Venezuela has obtained a two-year moratorium on repayment of some of its debt from its major creditor banks as a result of the oil price collapse, President Jaime Lusinchi announced yesterday.
Foreign bankers and government officials said that the decision would not delay the planned signing on Feb. 26 of an agreement to refinance $21.2 billion of the country's public foreign debt.
"There would have to be a catastrophe to delay the signing as scheduled," said a foreign banker here. "A majority of Venezuela's 450 creditor banks have already approved the payment moratorium."
The agreement delays payment of $923 million in principal scheduled for 1986 to later years, although Venezuela will still have to pay about $4.2 billion in debts in 1986, as originally agreed. Under the agreement, Venezuela, the second largest producer in the Organization of Petroleum Exporting Countries, is required to pay off the $21.2 billion over 12 1/2 years.
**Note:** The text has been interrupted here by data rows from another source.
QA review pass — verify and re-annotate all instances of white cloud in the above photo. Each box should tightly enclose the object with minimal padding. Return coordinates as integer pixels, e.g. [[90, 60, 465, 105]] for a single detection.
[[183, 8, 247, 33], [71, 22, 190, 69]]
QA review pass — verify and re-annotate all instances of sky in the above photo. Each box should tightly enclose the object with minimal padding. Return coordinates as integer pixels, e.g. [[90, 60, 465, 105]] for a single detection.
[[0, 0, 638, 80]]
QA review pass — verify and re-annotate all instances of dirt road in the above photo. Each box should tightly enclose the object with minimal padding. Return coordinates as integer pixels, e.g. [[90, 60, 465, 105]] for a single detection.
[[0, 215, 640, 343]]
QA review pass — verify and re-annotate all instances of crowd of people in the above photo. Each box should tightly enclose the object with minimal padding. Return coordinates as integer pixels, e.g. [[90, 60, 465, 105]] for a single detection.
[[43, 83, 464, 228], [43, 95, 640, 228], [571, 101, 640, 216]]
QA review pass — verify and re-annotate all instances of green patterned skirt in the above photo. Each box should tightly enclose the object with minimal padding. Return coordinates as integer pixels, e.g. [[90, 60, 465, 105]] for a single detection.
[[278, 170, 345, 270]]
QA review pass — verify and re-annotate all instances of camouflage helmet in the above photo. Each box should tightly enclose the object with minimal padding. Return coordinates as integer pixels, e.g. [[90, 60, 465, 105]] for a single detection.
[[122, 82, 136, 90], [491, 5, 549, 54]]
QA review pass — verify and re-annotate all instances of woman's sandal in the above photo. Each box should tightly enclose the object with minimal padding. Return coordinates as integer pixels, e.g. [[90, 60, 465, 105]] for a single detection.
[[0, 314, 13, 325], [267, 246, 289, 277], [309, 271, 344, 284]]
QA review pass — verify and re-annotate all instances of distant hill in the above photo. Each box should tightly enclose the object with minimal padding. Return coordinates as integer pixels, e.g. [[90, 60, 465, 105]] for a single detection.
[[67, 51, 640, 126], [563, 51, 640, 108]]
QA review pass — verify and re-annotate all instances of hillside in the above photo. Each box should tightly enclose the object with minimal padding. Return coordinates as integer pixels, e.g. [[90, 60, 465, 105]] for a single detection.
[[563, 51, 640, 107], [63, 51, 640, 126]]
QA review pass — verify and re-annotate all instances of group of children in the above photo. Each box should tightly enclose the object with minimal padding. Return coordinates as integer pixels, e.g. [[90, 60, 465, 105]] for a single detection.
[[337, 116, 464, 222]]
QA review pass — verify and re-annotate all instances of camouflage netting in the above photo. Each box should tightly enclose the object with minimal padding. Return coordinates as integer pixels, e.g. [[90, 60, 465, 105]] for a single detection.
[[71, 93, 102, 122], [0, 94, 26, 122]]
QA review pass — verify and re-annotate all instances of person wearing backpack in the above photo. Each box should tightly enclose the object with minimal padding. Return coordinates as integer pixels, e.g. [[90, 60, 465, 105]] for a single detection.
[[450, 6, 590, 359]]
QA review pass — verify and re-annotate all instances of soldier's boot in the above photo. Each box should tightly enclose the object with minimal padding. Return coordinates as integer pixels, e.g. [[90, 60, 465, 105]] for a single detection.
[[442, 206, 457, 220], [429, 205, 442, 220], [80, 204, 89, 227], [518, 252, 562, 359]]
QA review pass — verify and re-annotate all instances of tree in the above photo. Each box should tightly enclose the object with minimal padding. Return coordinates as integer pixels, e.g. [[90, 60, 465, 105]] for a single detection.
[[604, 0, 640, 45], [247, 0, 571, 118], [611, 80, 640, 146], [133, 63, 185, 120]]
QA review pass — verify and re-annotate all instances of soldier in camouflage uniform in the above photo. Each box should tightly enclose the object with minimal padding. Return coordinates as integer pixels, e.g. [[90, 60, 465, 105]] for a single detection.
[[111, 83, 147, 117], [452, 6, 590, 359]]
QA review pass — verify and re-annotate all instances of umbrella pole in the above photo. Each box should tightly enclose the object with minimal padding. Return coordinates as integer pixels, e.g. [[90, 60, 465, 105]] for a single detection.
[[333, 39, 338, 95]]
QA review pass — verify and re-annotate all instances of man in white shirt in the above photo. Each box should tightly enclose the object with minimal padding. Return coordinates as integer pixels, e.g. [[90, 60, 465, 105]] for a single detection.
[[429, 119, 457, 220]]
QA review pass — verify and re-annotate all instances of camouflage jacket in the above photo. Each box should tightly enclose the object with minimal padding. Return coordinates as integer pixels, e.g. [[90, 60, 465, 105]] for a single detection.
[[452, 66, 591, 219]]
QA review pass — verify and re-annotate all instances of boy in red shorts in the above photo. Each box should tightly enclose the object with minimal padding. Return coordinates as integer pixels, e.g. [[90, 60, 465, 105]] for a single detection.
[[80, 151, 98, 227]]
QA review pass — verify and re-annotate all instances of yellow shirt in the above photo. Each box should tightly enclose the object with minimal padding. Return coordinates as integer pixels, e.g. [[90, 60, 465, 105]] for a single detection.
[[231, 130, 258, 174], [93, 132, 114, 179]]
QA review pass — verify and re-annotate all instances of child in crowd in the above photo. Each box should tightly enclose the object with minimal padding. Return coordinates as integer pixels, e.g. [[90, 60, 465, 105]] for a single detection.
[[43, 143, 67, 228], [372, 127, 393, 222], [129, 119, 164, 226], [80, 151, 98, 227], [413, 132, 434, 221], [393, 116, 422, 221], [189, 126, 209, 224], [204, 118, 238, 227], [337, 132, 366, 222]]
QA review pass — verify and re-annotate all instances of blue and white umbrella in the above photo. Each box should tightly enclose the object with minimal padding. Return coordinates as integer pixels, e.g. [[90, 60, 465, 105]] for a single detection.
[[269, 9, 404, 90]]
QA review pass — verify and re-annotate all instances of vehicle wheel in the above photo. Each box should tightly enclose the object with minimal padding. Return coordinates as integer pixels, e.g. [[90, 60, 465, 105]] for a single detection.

Venezuela's creditor banks agreed to the payment delay because oil income has fallen below target levels.
Oil income was forecast to be $12.6 billion in 1986, but analysts estimate the figure could drop under $10 billion with prices and production having fallen since the beginning of the year. Sales were expected to be an average of 1.41 million barrels a day at $24.50 per barrel this year, but by the end of January they were only about 1.1 million barrels a day. On Monday, Venezuela's benchmark crude oil declined by $4.50 per barrel to $14.30 on the spot market.
The country's combined public and private sector foreign debt is $33.5 billion, the fourth largest in Latin America behind Brazil, Mexico and Argentina. The Feb. 26 signing will make Venezuela the first country in Latin America to reach an accord without intervention by the International Monetary Fund.